C’est ainsi que le jour même de l’annonce de la décision du flottement, vers minuit, le gouvernement a annoncé une autre décision aussi choquante qu’importante : la hausse des prix des produits pétroliers, dans le cadre du programme de restructuration de l’énergie (voir page 4). Ces deux décisions interviennent une semaine après des déclarations de Christine Lagarde, directrice exécutive du Fonds Monétaire International (FMI), assurant ainsi que l’Egypte ne pourra obtenir le prêt du FMI que suite à des mesures sérieuses en ce qui concerne la création d’un taux de change flexible ainsi que la restructuration des subventions accordées à l’énergie.
Réactions diverses
Malgré la sévérité de ces deux décisions, qui interviennent alors qu’une hausse des prix dans tous les secteurs frappe déjà le pays, les experts économiques, les hommes d’affaires et les investisseurs ont applaudi ces décisions, surtout celle de la BCE de faire flotter la L.E. « Nous sommes bien conscients des craintes de la population concernant l’incapacité de la BCE à pouvoir satisfaire actuellement les besoins en dollars, mais l’aggravation de l’écart entre le prix du dollar sur les deux marchés, officiel et parallèle, menaçait la stabilité monétaire du pays », explique Guéneina. Or, ajoute-t-il, tout a été bien calculé. Le gouvernement s’attend à recevoir des aides monétaires de la Chine et du FMI au cours des 6 prochaines semaines. « Ces sommes seront capables de diversifier les ressources du gouvernement », dit-il.
L’Egypte avait signé la semaine dernière un accord avec la Chine consistant en un échange de la monnaie entre les deux pays. L’Egypte va ainsi recevoir de la Chine une somme de 2,7 milliards de dollars. En même temps, il est prévu que le FMI accorde à l’Egypte la première tranche du prêt et qui est estimée à 2,5 milliards de dollars au cours des prochaines semaines, selon Tareq Amer. En outre, les banques ont commencé à récupérer des dollars, suite au lancement de nouveaux certificats d’investissement : d’abord, la BCE a approuvé une hausse exceptionnelle du taux d’intérêt de 300 points, pour atteindre 14,75 %, 14 jours avant la date de la réunion concernant la fixation du taux d’intérêt de la BCE. Elle a également lancé des certificats en L.E. de 16,5 % et de 20 % en vue de pousser les gens à transformer leurs économies en L.E. « Il s’agit de réduire la demande jusqu’à l’amélioration des mécanismes de l’offre sur le marché », explique Guéneina.

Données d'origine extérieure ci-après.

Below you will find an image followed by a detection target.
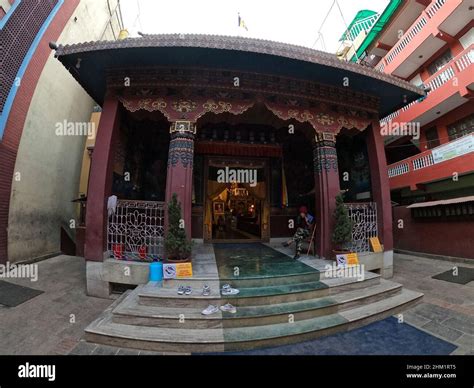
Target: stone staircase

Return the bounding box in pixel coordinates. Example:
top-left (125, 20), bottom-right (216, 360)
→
top-left (84, 266), bottom-right (423, 353)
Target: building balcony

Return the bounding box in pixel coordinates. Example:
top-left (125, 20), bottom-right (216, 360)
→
top-left (387, 133), bottom-right (474, 190)
top-left (376, 0), bottom-right (472, 78)
top-left (381, 44), bottom-right (473, 128)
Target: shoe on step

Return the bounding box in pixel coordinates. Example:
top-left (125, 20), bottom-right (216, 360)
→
top-left (177, 286), bottom-right (185, 295)
top-left (202, 284), bottom-right (211, 296)
top-left (220, 303), bottom-right (237, 314)
top-left (184, 286), bottom-right (192, 295)
top-left (201, 305), bottom-right (219, 315)
top-left (294, 254), bottom-right (301, 260)
top-left (221, 284), bottom-right (240, 296)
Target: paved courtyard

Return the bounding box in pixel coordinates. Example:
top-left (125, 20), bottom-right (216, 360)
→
top-left (0, 252), bottom-right (472, 355)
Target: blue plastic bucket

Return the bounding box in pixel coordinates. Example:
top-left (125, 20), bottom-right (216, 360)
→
top-left (149, 262), bottom-right (163, 281)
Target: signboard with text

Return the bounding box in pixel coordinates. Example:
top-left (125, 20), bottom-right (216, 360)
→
top-left (163, 263), bottom-right (193, 279)
top-left (369, 237), bottom-right (383, 253)
top-left (336, 252), bottom-right (359, 266)
top-left (432, 135), bottom-right (474, 164)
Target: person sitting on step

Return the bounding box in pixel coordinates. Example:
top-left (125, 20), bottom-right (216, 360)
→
top-left (282, 205), bottom-right (314, 260)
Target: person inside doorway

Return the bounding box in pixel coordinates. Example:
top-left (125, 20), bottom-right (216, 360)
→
top-left (282, 206), bottom-right (314, 260)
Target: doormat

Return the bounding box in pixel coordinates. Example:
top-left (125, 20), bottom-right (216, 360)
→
top-left (432, 267), bottom-right (474, 285)
top-left (0, 280), bottom-right (43, 307)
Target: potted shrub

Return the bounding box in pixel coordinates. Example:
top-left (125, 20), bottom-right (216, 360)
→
top-left (332, 193), bottom-right (354, 257)
top-left (165, 193), bottom-right (192, 262)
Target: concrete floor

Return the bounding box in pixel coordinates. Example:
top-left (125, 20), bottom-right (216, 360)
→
top-left (0, 255), bottom-right (111, 355)
top-left (0, 252), bottom-right (472, 355)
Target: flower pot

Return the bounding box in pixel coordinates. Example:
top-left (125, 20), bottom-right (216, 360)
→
top-left (166, 256), bottom-right (191, 263)
top-left (138, 245), bottom-right (147, 260)
top-left (112, 243), bottom-right (124, 259)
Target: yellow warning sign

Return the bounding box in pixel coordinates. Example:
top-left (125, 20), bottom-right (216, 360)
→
top-left (369, 237), bottom-right (383, 253)
top-left (176, 262), bottom-right (193, 278)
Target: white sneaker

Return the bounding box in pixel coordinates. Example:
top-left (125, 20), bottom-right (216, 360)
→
top-left (220, 303), bottom-right (237, 314)
top-left (201, 305), bottom-right (219, 315)
top-left (221, 284), bottom-right (240, 296)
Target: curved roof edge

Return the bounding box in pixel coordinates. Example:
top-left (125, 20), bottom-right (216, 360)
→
top-left (55, 33), bottom-right (423, 96)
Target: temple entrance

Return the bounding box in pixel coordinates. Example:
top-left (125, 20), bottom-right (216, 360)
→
top-left (205, 157), bottom-right (268, 242)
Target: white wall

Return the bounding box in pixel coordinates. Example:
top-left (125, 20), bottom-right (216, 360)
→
top-left (8, 0), bottom-right (121, 263)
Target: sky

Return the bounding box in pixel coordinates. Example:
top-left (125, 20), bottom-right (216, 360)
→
top-left (120, 0), bottom-right (389, 54)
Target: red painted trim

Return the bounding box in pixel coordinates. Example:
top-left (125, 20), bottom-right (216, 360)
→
top-left (390, 45), bottom-right (473, 126)
top-left (0, 0), bottom-right (80, 263)
top-left (390, 152), bottom-right (474, 191)
top-left (382, 0), bottom-right (464, 76)
top-left (368, 121), bottom-right (393, 251)
top-left (84, 97), bottom-right (121, 262)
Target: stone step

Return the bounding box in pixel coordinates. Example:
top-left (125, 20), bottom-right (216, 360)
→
top-left (112, 279), bottom-right (402, 328)
top-left (138, 280), bottom-right (329, 308)
top-left (138, 272), bottom-right (380, 308)
top-left (162, 271), bottom-right (321, 289)
top-left (84, 288), bottom-right (423, 353)
top-left (224, 289), bottom-right (424, 351)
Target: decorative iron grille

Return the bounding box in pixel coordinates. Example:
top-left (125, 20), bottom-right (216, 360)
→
top-left (344, 202), bottom-right (378, 253)
top-left (107, 200), bottom-right (165, 261)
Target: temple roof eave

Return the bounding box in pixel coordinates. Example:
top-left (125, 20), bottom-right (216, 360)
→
top-left (53, 34), bottom-right (425, 118)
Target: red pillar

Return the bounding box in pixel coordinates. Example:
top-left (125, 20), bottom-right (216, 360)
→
top-left (367, 121), bottom-right (393, 251)
top-left (313, 132), bottom-right (341, 259)
top-left (165, 121), bottom-right (195, 240)
top-left (84, 97), bottom-right (120, 262)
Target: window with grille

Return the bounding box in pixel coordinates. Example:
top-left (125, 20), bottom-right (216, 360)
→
top-left (448, 114), bottom-right (474, 141)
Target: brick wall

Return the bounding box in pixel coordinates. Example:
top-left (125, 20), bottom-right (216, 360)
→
top-left (0, 0), bottom-right (80, 263)
top-left (393, 206), bottom-right (474, 259)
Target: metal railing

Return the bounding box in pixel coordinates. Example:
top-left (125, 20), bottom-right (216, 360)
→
top-left (343, 13), bottom-right (380, 42)
top-left (426, 0), bottom-right (447, 18)
top-left (386, 15), bottom-right (427, 64)
top-left (385, 0), bottom-right (446, 65)
top-left (388, 162), bottom-right (410, 178)
top-left (344, 202), bottom-right (378, 253)
top-left (107, 200), bottom-right (165, 261)
top-left (380, 45), bottom-right (473, 124)
top-left (412, 153), bottom-right (434, 170)
top-left (387, 133), bottom-right (474, 178)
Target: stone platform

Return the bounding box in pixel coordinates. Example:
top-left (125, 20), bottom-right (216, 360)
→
top-left (84, 243), bottom-right (423, 352)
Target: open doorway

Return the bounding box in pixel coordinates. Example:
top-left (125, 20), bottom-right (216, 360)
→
top-left (205, 157), bottom-right (267, 242)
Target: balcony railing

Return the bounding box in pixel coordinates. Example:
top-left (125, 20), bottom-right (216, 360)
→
top-left (388, 162), bottom-right (409, 178)
top-left (107, 200), bottom-right (165, 261)
top-left (380, 0), bottom-right (447, 68)
top-left (385, 15), bottom-right (428, 65)
top-left (381, 44), bottom-right (473, 124)
top-left (387, 133), bottom-right (474, 178)
top-left (344, 13), bottom-right (380, 42)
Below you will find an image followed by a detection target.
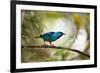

Selon la banque d’investissement Prime, une telle décision permettra un afflux du dollar à travers les chaînes légales, à savoir les exportations et les investissements. « Même les importateurs devraient profiter d’une telle décision avec la disponibilité du dollar dans les banques », dit le rapport de Prime.
Malgré cet optimisme, les craintes sont toujours là. « Faire réussir ces mesures nécessite d’autres mesures économiques tout aussi amères sur le court terme. Une politique d’austérité et des mesures de protection sociale pour compenser la hausse des prix », ajoute Guéneina, dans un papier analytique publié par Beltone suite à la décision de la dévaluation.
Suite à la hausse des prix du dollar et à celle des produits pétroliers, une hausse des prix touchera tous les secteurs. Selon Beltone, le taux d’inflation enregistrera son niveau le plus élevé au cours du premier semestre de 2017, pour atteindre entre 25 et 30 %. « Evidemment, c’est la classe moyenne et les classes défavorisées qui payeront la facture », prévoit Kamal Al-Sayed, professeur d’économie à l’Université de Aïn-Chams. Al-Sayed insiste sur le fait qu’une intervention du gouvernement pour régler les prix sur le marché, assurer des subventions en espèces et une modulation du système fiscal est urgente pour que le fardeau soit assumé par les différentes classes de la société. Or, une telle intervention semble incertaine, car, comme le montrent les 17 décisions adoptées la semaine dernière par le Conseil suprême de l’investissement, le gouvernement parie sur les hommes d’affaires pour relancer l’économie. Au détriment du simple citoyen.